A bipartisan group of senators introduced a bill which would impose federal beneficial ownership reporting requirements for legal entities established under state law, intended to assist law enforcement in fighting money laundering and terrorist financing ("AML/CFT"). The bill, called the "Improving Laundering Laws and Increasing Comprehensive Information Tracking of Criminal Activities in Shell Holdings Act ("ILLICIT CASH Act"), is co-sponsored by Senators Tom Cotton (R-AR), Mark R. Warner (D-VA), Doug Jones (D-AL), Mike Rounds (R-SD), Bob Menendez (D-NJ), John Kennedy (R-LA), Catherine Cortez Masto (D-NV), and Jerry Moran (R-KS).
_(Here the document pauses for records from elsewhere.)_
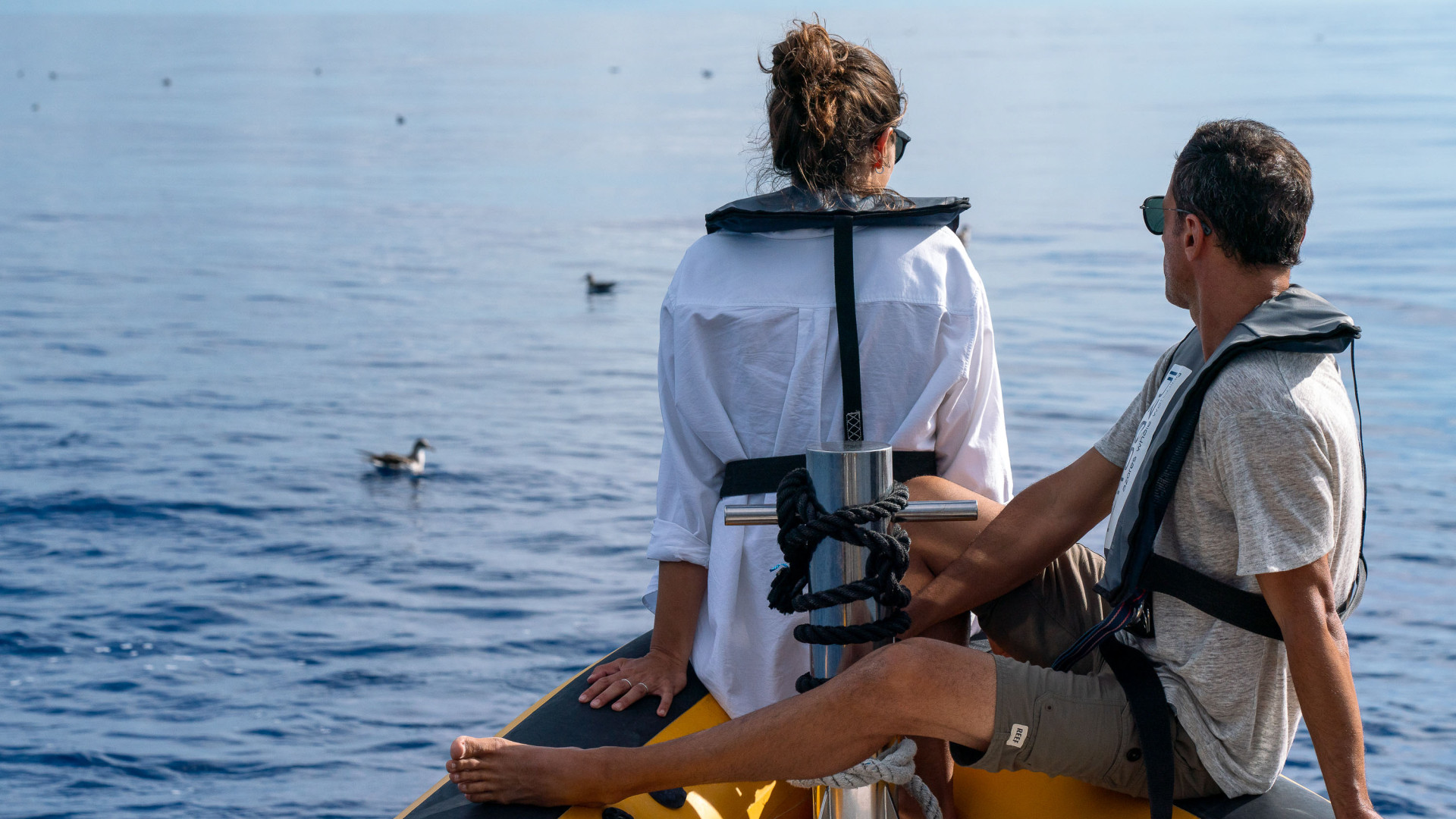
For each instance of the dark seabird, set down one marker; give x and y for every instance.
(389, 463)
(593, 286)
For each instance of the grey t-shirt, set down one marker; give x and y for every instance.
(1272, 483)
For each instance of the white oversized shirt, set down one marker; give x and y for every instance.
(748, 368)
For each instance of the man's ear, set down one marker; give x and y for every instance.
(1194, 241)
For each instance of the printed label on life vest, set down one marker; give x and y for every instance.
(1018, 735)
(1145, 435)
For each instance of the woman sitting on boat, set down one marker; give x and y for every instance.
(748, 368)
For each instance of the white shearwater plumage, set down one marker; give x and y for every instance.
(391, 463)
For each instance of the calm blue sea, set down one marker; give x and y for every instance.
(224, 265)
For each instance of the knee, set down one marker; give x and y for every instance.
(896, 670)
(934, 487)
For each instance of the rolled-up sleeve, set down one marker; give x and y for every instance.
(970, 423)
(689, 474)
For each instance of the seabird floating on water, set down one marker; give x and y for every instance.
(389, 463)
(593, 286)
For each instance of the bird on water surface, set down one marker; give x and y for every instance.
(391, 463)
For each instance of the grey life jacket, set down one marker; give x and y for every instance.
(795, 209)
(1294, 321)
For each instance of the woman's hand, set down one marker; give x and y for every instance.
(623, 682)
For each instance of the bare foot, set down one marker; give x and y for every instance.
(503, 771)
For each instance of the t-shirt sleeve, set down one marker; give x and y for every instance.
(689, 474)
(970, 425)
(1117, 444)
(1276, 472)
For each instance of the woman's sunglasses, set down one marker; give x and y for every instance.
(902, 140)
(1153, 212)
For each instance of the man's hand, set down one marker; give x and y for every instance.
(1305, 605)
(626, 681)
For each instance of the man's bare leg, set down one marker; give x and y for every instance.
(932, 548)
(918, 687)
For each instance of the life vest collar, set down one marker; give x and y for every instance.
(797, 209)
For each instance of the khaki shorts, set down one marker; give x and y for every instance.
(1068, 723)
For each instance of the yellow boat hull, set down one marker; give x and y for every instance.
(560, 720)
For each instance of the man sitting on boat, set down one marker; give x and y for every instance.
(1235, 488)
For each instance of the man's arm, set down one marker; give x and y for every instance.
(1036, 526)
(1304, 602)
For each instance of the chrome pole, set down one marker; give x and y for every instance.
(846, 474)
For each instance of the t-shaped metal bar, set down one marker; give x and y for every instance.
(915, 512)
(848, 474)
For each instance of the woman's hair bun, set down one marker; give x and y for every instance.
(829, 102)
(807, 67)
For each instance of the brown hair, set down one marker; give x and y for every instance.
(829, 104)
(1251, 186)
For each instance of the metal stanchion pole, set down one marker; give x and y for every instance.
(846, 474)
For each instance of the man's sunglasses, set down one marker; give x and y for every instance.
(1153, 212)
(902, 140)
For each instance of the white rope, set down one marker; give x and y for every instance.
(896, 768)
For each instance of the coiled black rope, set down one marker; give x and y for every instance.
(802, 523)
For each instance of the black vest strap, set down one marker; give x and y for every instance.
(1145, 698)
(1235, 607)
(848, 327)
(762, 475)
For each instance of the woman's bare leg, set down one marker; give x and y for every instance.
(918, 687)
(932, 548)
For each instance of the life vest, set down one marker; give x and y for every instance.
(797, 209)
(1294, 321)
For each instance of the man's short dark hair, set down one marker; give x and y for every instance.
(1251, 186)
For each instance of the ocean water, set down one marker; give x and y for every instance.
(234, 249)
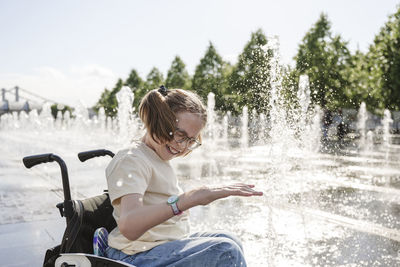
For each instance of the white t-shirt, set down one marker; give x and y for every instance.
(140, 170)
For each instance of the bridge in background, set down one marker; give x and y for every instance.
(17, 99)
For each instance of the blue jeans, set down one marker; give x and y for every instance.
(200, 249)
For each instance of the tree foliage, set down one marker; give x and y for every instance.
(177, 76)
(250, 77)
(383, 61)
(324, 58)
(211, 76)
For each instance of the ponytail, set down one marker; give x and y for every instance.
(157, 116)
(158, 108)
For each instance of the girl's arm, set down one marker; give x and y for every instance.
(136, 219)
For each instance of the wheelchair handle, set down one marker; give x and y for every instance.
(83, 156)
(31, 161)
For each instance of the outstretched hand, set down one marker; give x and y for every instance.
(206, 195)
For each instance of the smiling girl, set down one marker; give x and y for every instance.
(150, 208)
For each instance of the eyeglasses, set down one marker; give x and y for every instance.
(190, 143)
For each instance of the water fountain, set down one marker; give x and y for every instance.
(319, 209)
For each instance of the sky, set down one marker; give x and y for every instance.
(70, 51)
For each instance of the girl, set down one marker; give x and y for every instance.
(150, 208)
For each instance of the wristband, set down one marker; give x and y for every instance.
(172, 200)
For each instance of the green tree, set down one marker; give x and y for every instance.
(177, 76)
(383, 60)
(324, 58)
(137, 86)
(154, 79)
(250, 78)
(210, 76)
(108, 100)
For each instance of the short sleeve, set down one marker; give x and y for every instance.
(128, 174)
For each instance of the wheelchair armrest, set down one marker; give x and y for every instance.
(87, 260)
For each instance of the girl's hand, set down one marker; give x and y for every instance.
(206, 195)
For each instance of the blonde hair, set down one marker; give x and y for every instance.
(158, 111)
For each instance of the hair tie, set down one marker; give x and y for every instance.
(162, 90)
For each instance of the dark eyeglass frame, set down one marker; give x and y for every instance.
(185, 138)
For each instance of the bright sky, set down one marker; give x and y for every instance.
(69, 51)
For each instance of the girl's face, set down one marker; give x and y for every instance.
(188, 124)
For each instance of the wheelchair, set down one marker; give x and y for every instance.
(83, 217)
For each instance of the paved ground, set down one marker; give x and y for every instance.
(24, 244)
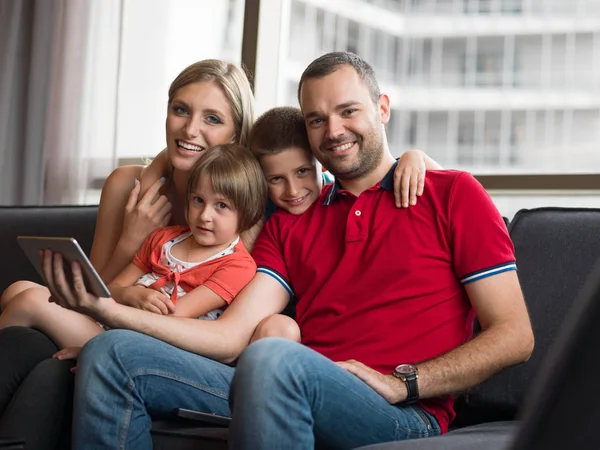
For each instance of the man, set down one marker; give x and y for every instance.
(385, 304)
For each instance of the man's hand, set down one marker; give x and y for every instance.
(388, 386)
(141, 297)
(409, 178)
(74, 296)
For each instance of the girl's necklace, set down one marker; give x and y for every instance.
(189, 260)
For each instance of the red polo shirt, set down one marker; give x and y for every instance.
(384, 285)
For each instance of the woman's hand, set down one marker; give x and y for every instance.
(68, 295)
(409, 178)
(143, 216)
(68, 353)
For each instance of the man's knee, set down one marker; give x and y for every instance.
(270, 358)
(107, 348)
(13, 290)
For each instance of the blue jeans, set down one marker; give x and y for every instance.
(123, 378)
(285, 395)
(282, 391)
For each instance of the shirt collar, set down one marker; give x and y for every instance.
(386, 183)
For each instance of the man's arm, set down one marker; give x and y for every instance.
(506, 339)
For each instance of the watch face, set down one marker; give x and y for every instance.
(406, 369)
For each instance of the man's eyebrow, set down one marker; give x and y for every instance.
(344, 105)
(347, 104)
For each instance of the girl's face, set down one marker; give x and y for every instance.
(198, 117)
(212, 218)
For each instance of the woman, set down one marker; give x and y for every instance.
(210, 103)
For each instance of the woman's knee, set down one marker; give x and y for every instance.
(15, 289)
(277, 325)
(25, 308)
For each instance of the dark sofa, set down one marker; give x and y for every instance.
(555, 248)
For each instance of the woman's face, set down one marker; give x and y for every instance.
(198, 117)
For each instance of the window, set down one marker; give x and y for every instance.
(477, 84)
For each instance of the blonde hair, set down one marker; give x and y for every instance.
(233, 82)
(235, 174)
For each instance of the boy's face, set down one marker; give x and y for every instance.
(294, 178)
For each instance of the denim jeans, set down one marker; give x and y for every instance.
(123, 378)
(285, 395)
(282, 392)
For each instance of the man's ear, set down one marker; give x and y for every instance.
(383, 106)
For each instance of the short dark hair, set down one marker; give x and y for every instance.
(277, 130)
(234, 173)
(330, 62)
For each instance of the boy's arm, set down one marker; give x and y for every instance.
(409, 177)
(250, 236)
(222, 340)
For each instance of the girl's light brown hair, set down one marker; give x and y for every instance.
(235, 174)
(233, 82)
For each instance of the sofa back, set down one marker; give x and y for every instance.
(556, 249)
(68, 221)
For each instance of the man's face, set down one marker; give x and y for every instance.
(345, 127)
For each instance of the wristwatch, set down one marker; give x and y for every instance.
(409, 374)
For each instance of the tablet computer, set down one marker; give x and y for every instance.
(212, 418)
(71, 251)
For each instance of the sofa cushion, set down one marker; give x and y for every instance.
(489, 436)
(556, 249)
(69, 221)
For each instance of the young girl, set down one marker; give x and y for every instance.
(196, 270)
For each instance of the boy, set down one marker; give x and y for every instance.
(295, 179)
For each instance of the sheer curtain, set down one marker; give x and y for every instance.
(58, 97)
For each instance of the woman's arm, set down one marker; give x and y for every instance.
(124, 222)
(124, 291)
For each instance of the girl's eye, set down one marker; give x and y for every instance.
(214, 119)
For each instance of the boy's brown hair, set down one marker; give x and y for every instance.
(236, 174)
(277, 130)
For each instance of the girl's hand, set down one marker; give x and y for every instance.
(143, 216)
(68, 353)
(148, 300)
(409, 178)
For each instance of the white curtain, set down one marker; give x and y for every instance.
(58, 104)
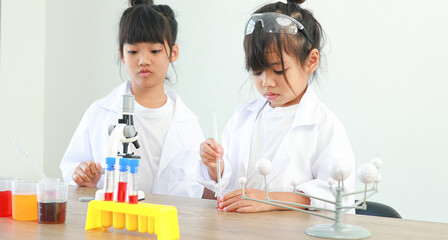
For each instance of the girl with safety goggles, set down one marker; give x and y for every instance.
(289, 126)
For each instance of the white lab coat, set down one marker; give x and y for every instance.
(314, 141)
(178, 166)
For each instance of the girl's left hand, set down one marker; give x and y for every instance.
(233, 201)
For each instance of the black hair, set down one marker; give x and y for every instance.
(145, 22)
(296, 45)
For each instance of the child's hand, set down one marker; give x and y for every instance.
(87, 174)
(210, 151)
(233, 201)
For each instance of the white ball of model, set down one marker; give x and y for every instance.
(340, 170)
(367, 173)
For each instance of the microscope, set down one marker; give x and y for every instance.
(124, 131)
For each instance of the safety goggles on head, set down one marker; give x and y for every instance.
(273, 22)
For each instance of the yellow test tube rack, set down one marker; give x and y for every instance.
(144, 217)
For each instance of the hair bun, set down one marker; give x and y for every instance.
(296, 1)
(138, 2)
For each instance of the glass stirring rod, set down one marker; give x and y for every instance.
(218, 160)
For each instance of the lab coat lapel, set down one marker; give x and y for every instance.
(174, 142)
(170, 150)
(248, 132)
(306, 114)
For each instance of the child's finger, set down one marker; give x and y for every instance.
(80, 174)
(77, 179)
(98, 168)
(214, 145)
(237, 205)
(208, 152)
(207, 157)
(92, 168)
(232, 194)
(84, 166)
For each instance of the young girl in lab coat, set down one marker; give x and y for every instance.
(288, 125)
(168, 131)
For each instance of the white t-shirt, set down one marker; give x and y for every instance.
(152, 125)
(270, 130)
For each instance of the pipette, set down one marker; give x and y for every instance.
(27, 155)
(218, 160)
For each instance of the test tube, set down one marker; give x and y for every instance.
(218, 160)
(133, 181)
(119, 219)
(109, 179)
(122, 180)
(132, 219)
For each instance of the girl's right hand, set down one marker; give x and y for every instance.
(87, 174)
(210, 151)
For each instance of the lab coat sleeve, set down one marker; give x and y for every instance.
(332, 145)
(206, 181)
(79, 149)
(187, 186)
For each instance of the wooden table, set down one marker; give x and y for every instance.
(198, 219)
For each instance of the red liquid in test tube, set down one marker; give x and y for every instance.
(121, 194)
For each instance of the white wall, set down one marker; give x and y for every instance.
(384, 79)
(22, 84)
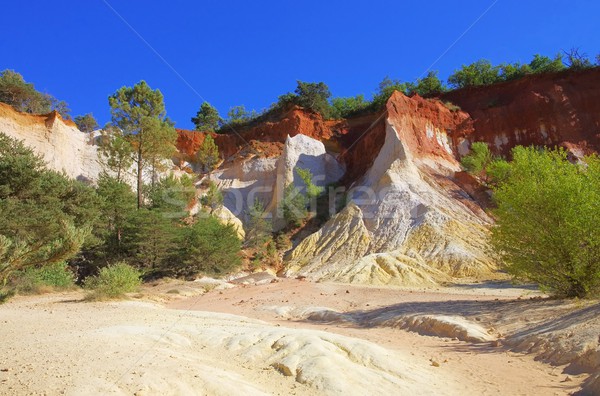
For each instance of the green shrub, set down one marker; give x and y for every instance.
(113, 281)
(48, 278)
(547, 221)
(208, 247)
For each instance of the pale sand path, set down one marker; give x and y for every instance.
(56, 344)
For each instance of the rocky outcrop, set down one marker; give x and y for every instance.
(407, 221)
(543, 110)
(245, 180)
(58, 141)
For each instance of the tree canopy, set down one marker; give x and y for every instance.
(23, 96)
(139, 112)
(547, 221)
(207, 118)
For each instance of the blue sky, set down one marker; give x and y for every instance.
(238, 52)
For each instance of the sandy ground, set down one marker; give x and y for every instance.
(287, 337)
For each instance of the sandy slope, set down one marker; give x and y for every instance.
(56, 344)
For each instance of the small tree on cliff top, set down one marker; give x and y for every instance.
(207, 118)
(86, 123)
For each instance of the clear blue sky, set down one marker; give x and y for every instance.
(242, 52)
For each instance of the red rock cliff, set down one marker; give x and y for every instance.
(545, 109)
(426, 127)
(266, 138)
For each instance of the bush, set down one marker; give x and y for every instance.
(24, 97)
(208, 155)
(113, 281)
(86, 123)
(48, 278)
(207, 246)
(478, 73)
(45, 217)
(547, 221)
(207, 118)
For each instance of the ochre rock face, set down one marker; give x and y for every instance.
(546, 109)
(265, 139)
(408, 222)
(434, 122)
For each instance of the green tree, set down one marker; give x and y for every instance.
(22, 95)
(208, 247)
(428, 86)
(346, 107)
(385, 90)
(481, 72)
(86, 123)
(172, 196)
(547, 221)
(208, 155)
(45, 217)
(477, 161)
(140, 113)
(513, 71)
(577, 60)
(239, 115)
(151, 238)
(312, 190)
(313, 96)
(118, 204)
(116, 151)
(207, 118)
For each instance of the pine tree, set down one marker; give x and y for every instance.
(140, 113)
(207, 118)
(208, 155)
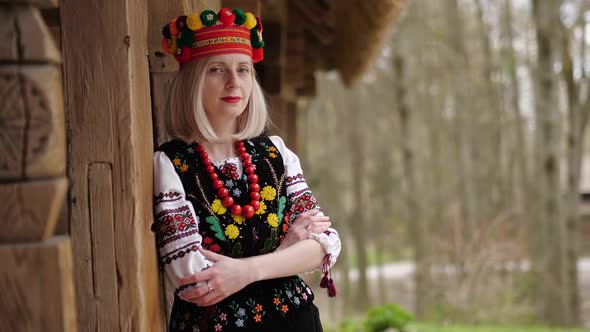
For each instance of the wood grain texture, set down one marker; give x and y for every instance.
(30, 209)
(8, 35)
(108, 109)
(36, 3)
(37, 287)
(102, 240)
(12, 124)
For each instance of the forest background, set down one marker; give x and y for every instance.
(457, 169)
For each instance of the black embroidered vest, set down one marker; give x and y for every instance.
(262, 302)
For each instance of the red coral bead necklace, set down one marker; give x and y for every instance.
(248, 210)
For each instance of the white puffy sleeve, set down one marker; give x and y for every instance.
(301, 199)
(175, 224)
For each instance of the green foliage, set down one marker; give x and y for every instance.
(424, 327)
(387, 316)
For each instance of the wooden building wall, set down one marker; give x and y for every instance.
(109, 126)
(36, 277)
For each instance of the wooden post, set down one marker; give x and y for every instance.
(108, 109)
(36, 271)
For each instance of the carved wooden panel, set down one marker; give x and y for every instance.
(37, 287)
(29, 209)
(32, 141)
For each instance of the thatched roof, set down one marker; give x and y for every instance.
(328, 34)
(361, 27)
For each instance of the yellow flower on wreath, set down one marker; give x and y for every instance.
(268, 193)
(232, 232)
(238, 219)
(262, 208)
(218, 207)
(273, 220)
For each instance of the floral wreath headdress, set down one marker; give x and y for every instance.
(204, 34)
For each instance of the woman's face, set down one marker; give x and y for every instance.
(227, 86)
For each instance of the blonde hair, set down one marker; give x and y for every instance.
(186, 118)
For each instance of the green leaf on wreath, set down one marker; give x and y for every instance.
(215, 227)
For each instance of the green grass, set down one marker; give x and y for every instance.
(430, 327)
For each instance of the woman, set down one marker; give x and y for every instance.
(234, 219)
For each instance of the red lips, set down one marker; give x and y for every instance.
(231, 99)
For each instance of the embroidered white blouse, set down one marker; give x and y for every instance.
(170, 200)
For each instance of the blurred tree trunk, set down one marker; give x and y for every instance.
(519, 150)
(459, 65)
(577, 117)
(548, 250)
(359, 221)
(493, 164)
(413, 215)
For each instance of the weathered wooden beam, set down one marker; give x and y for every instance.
(35, 278)
(30, 209)
(110, 148)
(37, 286)
(36, 3)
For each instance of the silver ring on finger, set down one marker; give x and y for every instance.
(210, 288)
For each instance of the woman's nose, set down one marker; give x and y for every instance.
(232, 80)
If enacted into law, the ILLICIT CASH Act would:

  • require shell companies to (i) register the names of the natural persons who exercise control over or own 25 percent or more (i.e., beneficial owners) of the equity interests of a corporation, limited liability company, or other legal entity at the time of formation with the Treasury Department's Financial Crimes Enforcement Network ("FinCEN"), and (ii) update FinCEN within 90 days of any change in the beneficial ownership going forward;

  • amend the Bank Secrecy Act ("BSA") to clarify how financial institutions should create a risk-based AML/CFT program;

  • require coordination between financial institutions, regulators and law enforcement by enacting (i) a feedback loop and (ii) regular reporting requirements;

  • reduce information-sharing barriers between financial institutions and affiliates intended to the identification and tracking of suspicious activities;

  • create a new regulatory process to allow financial institutions to experiment with "innovative" approaches to AML/CFT programs;

  • authorize financial institutions to report low-level risks in bulk to law enforcement agencies; and

  • require a "tech symposium" in which regulators, financial institutions, law enforcement agencies, and tech companies would facilitate new technology aimed at improving BSA AML/CFT efforts.


Joseph Moreno

The legislation acknowledges in its preamble that de-risking efforts by banks have had the perverse effect of driving certain dark money further underground. FinCEN has been following a global trend of shining light on the identities of owners of shell companies, both with its 2016 bank Customer Due Diligence Rule (CDD Rule) and its 2018 reissuance and expansion of its global targeting orders (GTOs) relating to residential real estate. If passed, the ILLICIT CASH Act would push beneficial ownership requirements into a different universe by requiring the reporting to FinCEN of natural person owners even in the absence of a banking or real estate transaction. Simply the act of forming a shell company under state law would trigger a reporting obligation to FinCEN, and entities already formed will be required to report their beneficial ownership information within two years of passage. FinCEN would amass a vast database of beneficial ownership data for domestic shell companies which would be available to federal, state, and local law enforcement (and to international agencies in certain circumstances). While such efforts have shown promise but ultimately failed in the past, this legislation, and a similar bill advancing in the House of Representatives, may be the most likely serious reforms to U.S. efforts to fight the abusive use of shell companies to commit money laundering, terrorist financing, and other financial crimes.